Aber Billi schien sich nicht im Geringsten darüber aufzuregen. „Wer sollte ihn denn sonst geschrieben haben?", fragte er Jonathan mit einem Glitzern in seinen katzengrünen Augen. Jonathan blätterte und sah nach. „Rob Glimpelli, steht hier... warte." Jonathan sah Billi prüfend an, der ihm mit einem verschmitzten Lächeln zunickte. „Du bist Rob Glimpelli!"
„Ein Pseudonym, das ich mir für diesen Artikel zugelegt habe. Es ist ein Anagramm. Ich bin ja gespannt, was unsere liebe Charlene dazu sagen wird, wenn sie das liest."
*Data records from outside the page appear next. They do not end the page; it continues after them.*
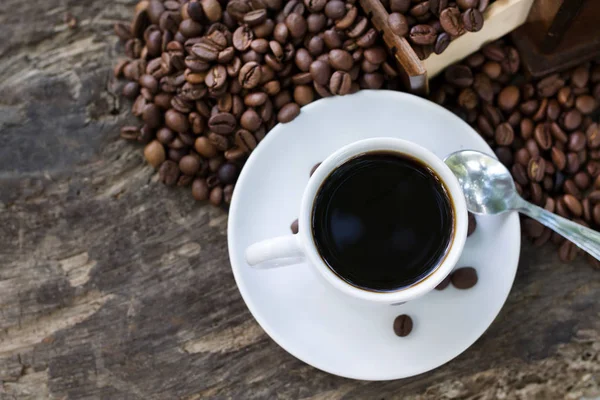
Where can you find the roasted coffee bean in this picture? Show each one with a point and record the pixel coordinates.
(508, 98)
(340, 60)
(403, 325)
(288, 113)
(168, 173)
(250, 75)
(200, 190)
(222, 123)
(464, 278)
(294, 226)
(437, 6)
(532, 228)
(451, 21)
(400, 6)
(154, 152)
(441, 43)
(536, 169)
(519, 172)
(320, 72)
(472, 224)
(472, 20)
(398, 24)
(573, 163)
(423, 34)
(504, 134)
(459, 75)
(567, 252)
(505, 156)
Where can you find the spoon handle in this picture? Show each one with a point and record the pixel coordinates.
(585, 238)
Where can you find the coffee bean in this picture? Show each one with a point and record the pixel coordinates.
(505, 156)
(200, 189)
(288, 113)
(216, 196)
(222, 123)
(168, 173)
(441, 43)
(400, 6)
(504, 134)
(548, 86)
(464, 278)
(403, 325)
(303, 95)
(340, 60)
(227, 173)
(423, 34)
(320, 72)
(294, 226)
(154, 152)
(472, 20)
(508, 98)
(519, 172)
(443, 284)
(190, 164)
(533, 228)
(451, 21)
(593, 135)
(573, 205)
(204, 147)
(250, 120)
(580, 76)
(335, 9)
(573, 163)
(437, 6)
(577, 141)
(571, 120)
(398, 24)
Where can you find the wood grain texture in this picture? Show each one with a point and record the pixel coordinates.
(115, 287)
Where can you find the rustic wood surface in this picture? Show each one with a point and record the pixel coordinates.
(115, 287)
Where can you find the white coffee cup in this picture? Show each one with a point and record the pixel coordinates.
(293, 249)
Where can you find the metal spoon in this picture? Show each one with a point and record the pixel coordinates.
(490, 189)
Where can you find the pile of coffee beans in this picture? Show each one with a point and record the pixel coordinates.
(210, 78)
(546, 132)
(430, 25)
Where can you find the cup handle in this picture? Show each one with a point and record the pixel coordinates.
(275, 252)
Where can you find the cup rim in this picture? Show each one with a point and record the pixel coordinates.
(384, 144)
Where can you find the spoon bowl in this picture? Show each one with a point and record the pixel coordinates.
(489, 189)
(486, 183)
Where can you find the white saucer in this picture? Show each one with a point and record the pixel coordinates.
(307, 317)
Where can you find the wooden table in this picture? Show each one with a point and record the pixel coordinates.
(115, 287)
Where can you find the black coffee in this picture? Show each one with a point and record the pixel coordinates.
(382, 221)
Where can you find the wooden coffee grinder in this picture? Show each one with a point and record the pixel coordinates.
(559, 34)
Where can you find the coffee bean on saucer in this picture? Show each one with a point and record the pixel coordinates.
(464, 278)
(472, 224)
(403, 325)
(294, 226)
(314, 168)
(443, 284)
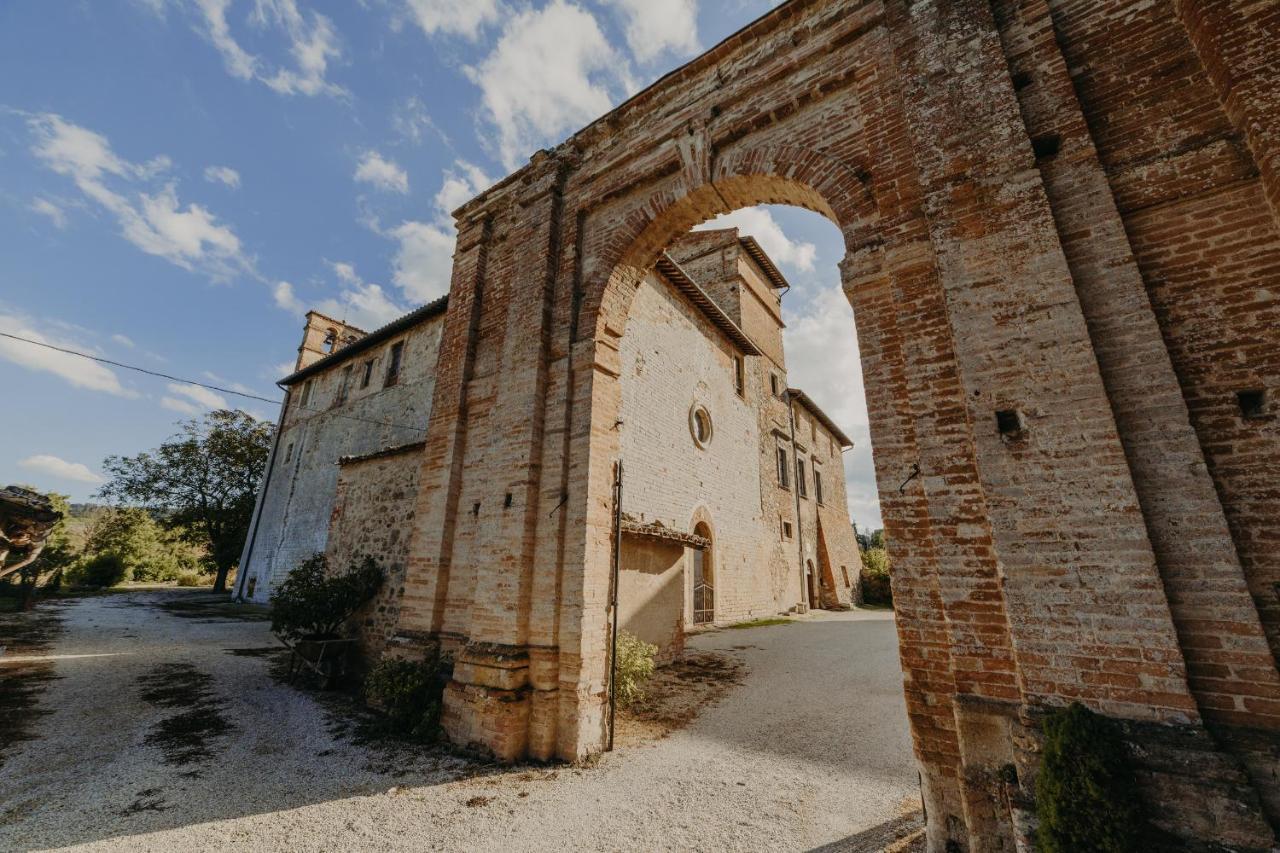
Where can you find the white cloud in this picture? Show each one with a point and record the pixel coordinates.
(362, 304)
(551, 72)
(382, 173)
(759, 223)
(60, 468)
(76, 370)
(462, 183)
(223, 174)
(283, 295)
(452, 17)
(410, 121)
(657, 27)
(424, 260)
(191, 237)
(46, 208)
(312, 45)
(192, 400)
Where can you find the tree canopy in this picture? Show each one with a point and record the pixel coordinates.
(204, 482)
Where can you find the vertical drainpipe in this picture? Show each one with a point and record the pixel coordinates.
(242, 570)
(795, 491)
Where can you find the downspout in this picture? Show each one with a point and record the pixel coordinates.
(242, 571)
(795, 491)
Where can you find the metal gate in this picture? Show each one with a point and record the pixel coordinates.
(704, 592)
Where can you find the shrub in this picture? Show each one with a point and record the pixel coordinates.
(635, 664)
(874, 578)
(103, 570)
(410, 694)
(314, 602)
(1084, 793)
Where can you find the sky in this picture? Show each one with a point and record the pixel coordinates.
(182, 179)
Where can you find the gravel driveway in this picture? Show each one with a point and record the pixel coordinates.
(165, 731)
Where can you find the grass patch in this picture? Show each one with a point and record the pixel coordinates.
(762, 623)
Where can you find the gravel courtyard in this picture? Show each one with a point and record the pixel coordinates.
(151, 721)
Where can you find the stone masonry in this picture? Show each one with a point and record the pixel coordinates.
(1063, 251)
(1063, 231)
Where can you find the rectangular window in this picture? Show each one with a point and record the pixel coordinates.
(343, 386)
(393, 364)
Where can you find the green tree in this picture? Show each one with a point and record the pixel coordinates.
(147, 550)
(201, 482)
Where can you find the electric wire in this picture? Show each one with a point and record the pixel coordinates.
(204, 384)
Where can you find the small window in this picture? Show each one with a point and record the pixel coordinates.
(393, 364)
(700, 425)
(1253, 404)
(344, 386)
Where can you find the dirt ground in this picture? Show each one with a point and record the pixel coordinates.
(152, 721)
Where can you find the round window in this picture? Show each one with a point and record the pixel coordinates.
(700, 425)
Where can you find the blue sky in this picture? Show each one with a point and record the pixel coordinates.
(181, 179)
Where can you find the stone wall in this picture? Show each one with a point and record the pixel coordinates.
(1061, 222)
(292, 520)
(373, 511)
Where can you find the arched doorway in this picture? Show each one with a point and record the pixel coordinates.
(704, 576)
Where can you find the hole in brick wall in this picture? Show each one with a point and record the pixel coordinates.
(1009, 422)
(1253, 404)
(1046, 145)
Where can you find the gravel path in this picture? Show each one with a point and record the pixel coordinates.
(159, 738)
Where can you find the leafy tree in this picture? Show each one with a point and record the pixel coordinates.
(1086, 792)
(201, 483)
(314, 602)
(147, 550)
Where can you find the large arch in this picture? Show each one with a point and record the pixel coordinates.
(1046, 492)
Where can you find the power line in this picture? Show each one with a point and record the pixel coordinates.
(200, 384)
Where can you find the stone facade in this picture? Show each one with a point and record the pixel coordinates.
(1063, 228)
(339, 402)
(679, 365)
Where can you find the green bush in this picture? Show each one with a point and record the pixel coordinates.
(874, 578)
(103, 570)
(410, 696)
(314, 602)
(635, 665)
(1084, 793)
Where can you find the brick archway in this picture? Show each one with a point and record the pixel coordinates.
(1064, 521)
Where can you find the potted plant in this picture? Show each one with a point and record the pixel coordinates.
(311, 606)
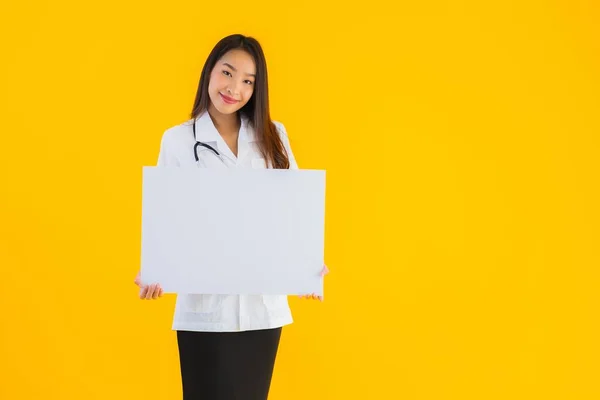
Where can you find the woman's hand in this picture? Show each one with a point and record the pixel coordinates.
(313, 296)
(148, 292)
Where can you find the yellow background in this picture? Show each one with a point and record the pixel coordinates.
(461, 143)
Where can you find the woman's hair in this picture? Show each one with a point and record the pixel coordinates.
(257, 108)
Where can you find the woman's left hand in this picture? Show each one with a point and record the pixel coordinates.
(313, 296)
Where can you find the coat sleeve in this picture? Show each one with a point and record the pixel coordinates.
(166, 155)
(286, 143)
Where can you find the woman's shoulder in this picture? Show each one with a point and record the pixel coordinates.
(177, 133)
(280, 128)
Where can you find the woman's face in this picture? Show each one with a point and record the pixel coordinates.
(232, 81)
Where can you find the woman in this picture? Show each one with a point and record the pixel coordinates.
(228, 343)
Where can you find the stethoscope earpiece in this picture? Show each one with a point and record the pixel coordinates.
(201, 144)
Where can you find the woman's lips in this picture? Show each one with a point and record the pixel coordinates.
(228, 99)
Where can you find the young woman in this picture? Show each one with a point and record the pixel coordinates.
(228, 343)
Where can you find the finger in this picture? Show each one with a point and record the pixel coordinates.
(157, 291)
(150, 291)
(154, 293)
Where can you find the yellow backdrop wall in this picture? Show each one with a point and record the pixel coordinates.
(461, 143)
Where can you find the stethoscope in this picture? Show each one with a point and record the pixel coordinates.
(198, 144)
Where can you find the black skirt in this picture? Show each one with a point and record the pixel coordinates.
(227, 365)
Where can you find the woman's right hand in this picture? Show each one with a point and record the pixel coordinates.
(148, 292)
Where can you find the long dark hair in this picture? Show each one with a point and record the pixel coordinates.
(257, 108)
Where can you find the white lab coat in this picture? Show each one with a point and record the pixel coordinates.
(222, 313)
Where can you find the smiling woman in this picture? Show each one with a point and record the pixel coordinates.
(228, 343)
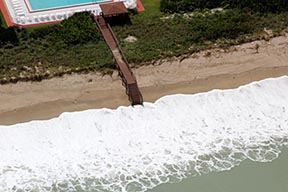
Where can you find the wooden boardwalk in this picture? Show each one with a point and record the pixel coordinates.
(127, 76)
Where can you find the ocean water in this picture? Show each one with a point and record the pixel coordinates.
(133, 149)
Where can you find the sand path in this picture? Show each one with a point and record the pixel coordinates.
(242, 64)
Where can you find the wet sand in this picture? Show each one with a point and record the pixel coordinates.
(211, 69)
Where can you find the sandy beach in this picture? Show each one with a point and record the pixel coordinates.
(211, 69)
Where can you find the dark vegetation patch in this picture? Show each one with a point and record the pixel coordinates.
(264, 6)
(75, 45)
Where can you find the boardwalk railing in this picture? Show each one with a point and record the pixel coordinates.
(126, 74)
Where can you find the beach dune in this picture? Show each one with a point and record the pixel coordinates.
(200, 72)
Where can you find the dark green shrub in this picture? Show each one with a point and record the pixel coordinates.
(264, 6)
(272, 6)
(8, 35)
(78, 29)
(187, 5)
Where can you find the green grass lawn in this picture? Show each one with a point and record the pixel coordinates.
(40, 53)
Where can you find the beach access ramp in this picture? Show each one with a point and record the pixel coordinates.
(126, 74)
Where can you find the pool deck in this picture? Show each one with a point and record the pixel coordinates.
(19, 13)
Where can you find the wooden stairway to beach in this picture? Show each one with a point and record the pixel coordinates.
(127, 76)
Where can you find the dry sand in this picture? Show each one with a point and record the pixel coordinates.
(212, 69)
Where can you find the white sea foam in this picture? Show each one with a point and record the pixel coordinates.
(133, 149)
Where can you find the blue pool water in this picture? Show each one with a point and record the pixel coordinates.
(50, 4)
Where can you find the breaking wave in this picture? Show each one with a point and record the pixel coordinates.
(137, 148)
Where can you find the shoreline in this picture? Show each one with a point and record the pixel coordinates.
(200, 72)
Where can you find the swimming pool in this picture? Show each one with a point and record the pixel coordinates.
(36, 5)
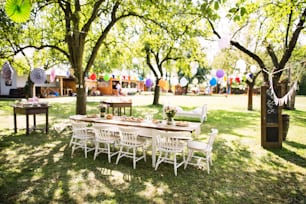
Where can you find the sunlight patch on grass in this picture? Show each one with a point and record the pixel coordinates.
(153, 192)
(81, 181)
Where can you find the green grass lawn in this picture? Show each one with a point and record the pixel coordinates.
(39, 169)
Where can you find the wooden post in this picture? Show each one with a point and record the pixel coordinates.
(271, 120)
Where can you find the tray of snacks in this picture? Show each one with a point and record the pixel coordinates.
(92, 116)
(109, 116)
(132, 119)
(182, 123)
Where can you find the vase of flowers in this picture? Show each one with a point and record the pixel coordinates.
(102, 110)
(170, 112)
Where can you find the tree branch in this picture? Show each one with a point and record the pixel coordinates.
(20, 49)
(253, 56)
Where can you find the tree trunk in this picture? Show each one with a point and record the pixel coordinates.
(250, 96)
(156, 93)
(81, 101)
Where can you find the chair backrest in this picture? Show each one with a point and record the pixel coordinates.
(79, 129)
(103, 132)
(128, 135)
(212, 136)
(171, 140)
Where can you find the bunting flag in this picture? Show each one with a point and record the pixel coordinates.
(7, 71)
(38, 76)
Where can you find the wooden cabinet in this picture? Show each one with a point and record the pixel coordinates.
(271, 120)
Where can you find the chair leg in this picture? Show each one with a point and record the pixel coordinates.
(72, 151)
(134, 158)
(108, 152)
(207, 163)
(85, 149)
(119, 155)
(175, 166)
(96, 150)
(144, 153)
(158, 160)
(190, 152)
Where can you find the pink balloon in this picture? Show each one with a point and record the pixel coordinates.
(220, 73)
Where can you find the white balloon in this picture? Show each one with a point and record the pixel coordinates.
(183, 82)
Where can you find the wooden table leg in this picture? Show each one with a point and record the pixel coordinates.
(34, 120)
(47, 122)
(15, 122)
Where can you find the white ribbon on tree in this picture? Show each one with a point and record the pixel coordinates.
(38, 76)
(285, 99)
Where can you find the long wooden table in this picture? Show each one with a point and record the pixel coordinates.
(119, 105)
(146, 128)
(31, 110)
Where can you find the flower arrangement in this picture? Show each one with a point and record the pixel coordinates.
(103, 109)
(170, 111)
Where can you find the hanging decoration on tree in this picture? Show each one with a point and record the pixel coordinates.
(149, 83)
(285, 99)
(213, 82)
(183, 81)
(93, 76)
(7, 71)
(194, 68)
(18, 10)
(52, 75)
(219, 73)
(106, 77)
(38, 76)
(253, 68)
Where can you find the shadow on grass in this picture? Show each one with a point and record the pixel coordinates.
(39, 169)
(290, 156)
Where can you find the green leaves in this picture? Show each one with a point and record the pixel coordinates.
(18, 10)
(237, 12)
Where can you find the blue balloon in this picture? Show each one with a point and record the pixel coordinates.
(149, 83)
(213, 81)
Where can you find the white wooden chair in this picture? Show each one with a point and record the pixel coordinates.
(202, 147)
(108, 137)
(169, 145)
(129, 140)
(81, 137)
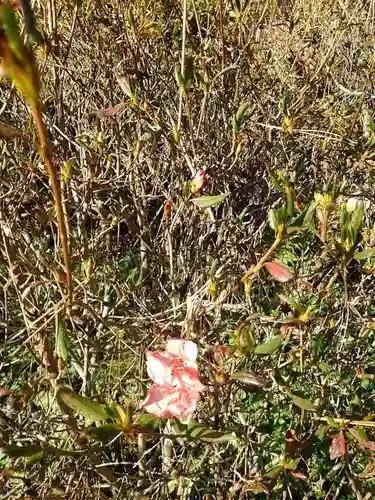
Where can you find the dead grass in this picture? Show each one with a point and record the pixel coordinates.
(139, 277)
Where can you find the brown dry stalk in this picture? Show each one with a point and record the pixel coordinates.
(61, 222)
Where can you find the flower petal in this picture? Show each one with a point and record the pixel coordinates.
(158, 366)
(185, 348)
(158, 399)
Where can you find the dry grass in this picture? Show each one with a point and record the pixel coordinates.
(140, 277)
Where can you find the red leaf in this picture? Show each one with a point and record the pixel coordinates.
(279, 272)
(338, 446)
(4, 392)
(298, 475)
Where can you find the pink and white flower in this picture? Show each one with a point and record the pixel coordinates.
(176, 389)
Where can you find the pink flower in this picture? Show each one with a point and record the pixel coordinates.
(167, 401)
(176, 388)
(199, 181)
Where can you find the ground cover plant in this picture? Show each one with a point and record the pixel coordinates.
(187, 249)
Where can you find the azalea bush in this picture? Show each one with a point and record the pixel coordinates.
(186, 250)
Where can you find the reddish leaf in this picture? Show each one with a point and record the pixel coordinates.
(279, 272)
(199, 181)
(338, 446)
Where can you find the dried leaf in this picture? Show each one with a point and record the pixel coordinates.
(111, 111)
(338, 447)
(14, 451)
(279, 272)
(249, 378)
(361, 436)
(7, 132)
(209, 201)
(60, 341)
(366, 254)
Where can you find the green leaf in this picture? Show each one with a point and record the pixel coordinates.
(249, 378)
(270, 346)
(82, 405)
(104, 433)
(366, 254)
(303, 403)
(275, 472)
(149, 421)
(14, 451)
(241, 112)
(196, 432)
(209, 201)
(272, 219)
(60, 340)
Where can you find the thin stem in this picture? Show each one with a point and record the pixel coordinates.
(253, 270)
(61, 223)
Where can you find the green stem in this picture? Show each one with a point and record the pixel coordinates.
(61, 223)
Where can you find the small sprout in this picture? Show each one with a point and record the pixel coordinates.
(199, 182)
(279, 272)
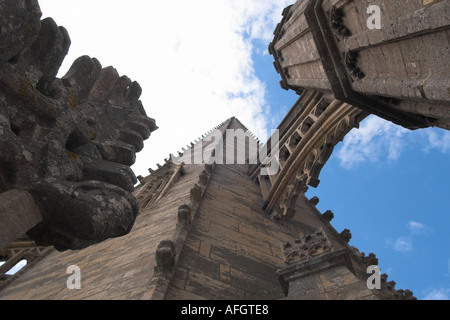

Hier, meine aufmerksamen Leser und Leserinnen möchte ich noch kurz erklären, was ein Anagramm ist. Kurz bevor ich die Entdeckung dieser genialen Buchstabenspielerei patentieren lassen konnte, wurde diese in verschiedenen Kinderspielen vermarktet.

Definition Anagramm (von Gilber Pollim):
Ein Anagramm ist die Bezeichnung für eine Buchstabenspielerei, welche alle Buchstaben eines Wortes durcheinanderwürfelt, um dann wieder zusammengesetzt eine neue Wortschöpfung, welche auch über mehrere Wörter verlaufen kann, zusammensetzt, damit man dann verschiedene neue Bedeutungen in seiner Gesamtheit erfindet.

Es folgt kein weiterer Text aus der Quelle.